Hungarian ‘ethical hacker’ faces eight-year prison sentence

Man stands accused of ‘disturbing a public utility’

A hacker based in Hungary is facing eight years in prison for exposing vulnerabilities in the system of a major telco, local media reported this week.

The security researcher, believed to be a white hat, stands accused of accessing a database belonging to Magyar Telekom – the country’s largest telecommunications provider, also known as T-Systems – a court heard this week.

The Prosecution Service of Hungary is seeking criminal charges under “disturbing a public utility” after the defendant refused a plea bargain of a two-year suspended sentence if he pleaded guilty.

The researcher’s defense team from the Hungarian Civil Liberties Union (HCLU) say the unnamed man discovered a serious vulnerability in the Magyar system, which could have given an attacker access to data pertaining to the telco and its clients.

This is ethical hacking and brings benefit – rather than harm – to society, the HCLU claims.

The HCLU went on to describe how the defendant, an unidentified young man in his early 20s, had initially found a different vulnerability in the Magyar system last April.

“He [the defendant] contacted the telecom, where they were actually grateful of him, they met him in person, they offered him a job, then he went home,” the HCLU’s Adam Rembort told The Daily Swig in a phone call earlier today.

“A couple of days later he went back onto the system to see if the fault had been repaired but nothing had been done. He continued to check for further flaws, as he was in the middle of a [job] negotiation, and he kept finding problems in the [telecom’s] information system.”

Magyar detected an unknown attacker on its systems and reported it to authorities – leading to the arrest.

“It’s kind of a misunderstanding,” Rembort said. “The telecom was probably following the wrong protocol, as they have an external security protocol to approach the police when anyone breaches their system.”
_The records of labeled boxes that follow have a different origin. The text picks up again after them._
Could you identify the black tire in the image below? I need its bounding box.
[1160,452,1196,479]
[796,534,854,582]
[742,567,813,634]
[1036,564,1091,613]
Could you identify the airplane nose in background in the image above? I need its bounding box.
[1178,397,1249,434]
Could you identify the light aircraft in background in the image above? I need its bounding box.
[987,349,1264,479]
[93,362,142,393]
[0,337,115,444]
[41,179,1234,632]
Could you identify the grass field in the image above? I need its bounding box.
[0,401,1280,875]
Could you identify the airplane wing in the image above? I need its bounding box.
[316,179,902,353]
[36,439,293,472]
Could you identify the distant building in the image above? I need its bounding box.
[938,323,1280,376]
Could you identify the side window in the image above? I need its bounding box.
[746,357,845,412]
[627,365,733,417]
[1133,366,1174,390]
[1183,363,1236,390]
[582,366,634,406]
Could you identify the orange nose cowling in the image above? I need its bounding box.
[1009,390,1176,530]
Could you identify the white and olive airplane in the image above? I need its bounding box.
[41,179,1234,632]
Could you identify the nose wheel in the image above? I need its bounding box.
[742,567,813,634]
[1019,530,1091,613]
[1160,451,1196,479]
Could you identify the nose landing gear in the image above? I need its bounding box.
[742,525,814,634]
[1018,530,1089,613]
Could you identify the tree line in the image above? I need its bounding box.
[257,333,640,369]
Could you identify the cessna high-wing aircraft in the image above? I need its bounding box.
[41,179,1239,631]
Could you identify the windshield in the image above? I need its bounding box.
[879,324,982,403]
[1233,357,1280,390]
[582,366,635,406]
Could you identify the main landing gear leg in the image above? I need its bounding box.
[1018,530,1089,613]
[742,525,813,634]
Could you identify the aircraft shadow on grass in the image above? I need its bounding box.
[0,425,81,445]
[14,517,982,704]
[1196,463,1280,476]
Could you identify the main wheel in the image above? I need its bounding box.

Rembort also claimed that the indictment, which has not been made public, was missing a significant amount of technical details.

The defendant is being charged under section 423 of Hungary’s Criminal Code for unauthorized entry to an information system.

“Even if someone is hacking ethically and, in this case, without a contract, it will be considered a criminal offence by the authorities,” Rembort said.

“During the criminal procedure the defendant must convince the authorities that his or her acts weren’t harmful to society.”

The trial is ongoing, with a verdict expected sometime in the summer.

The Daily Swig has reached out to the Prosecution Service of Hungary for comment.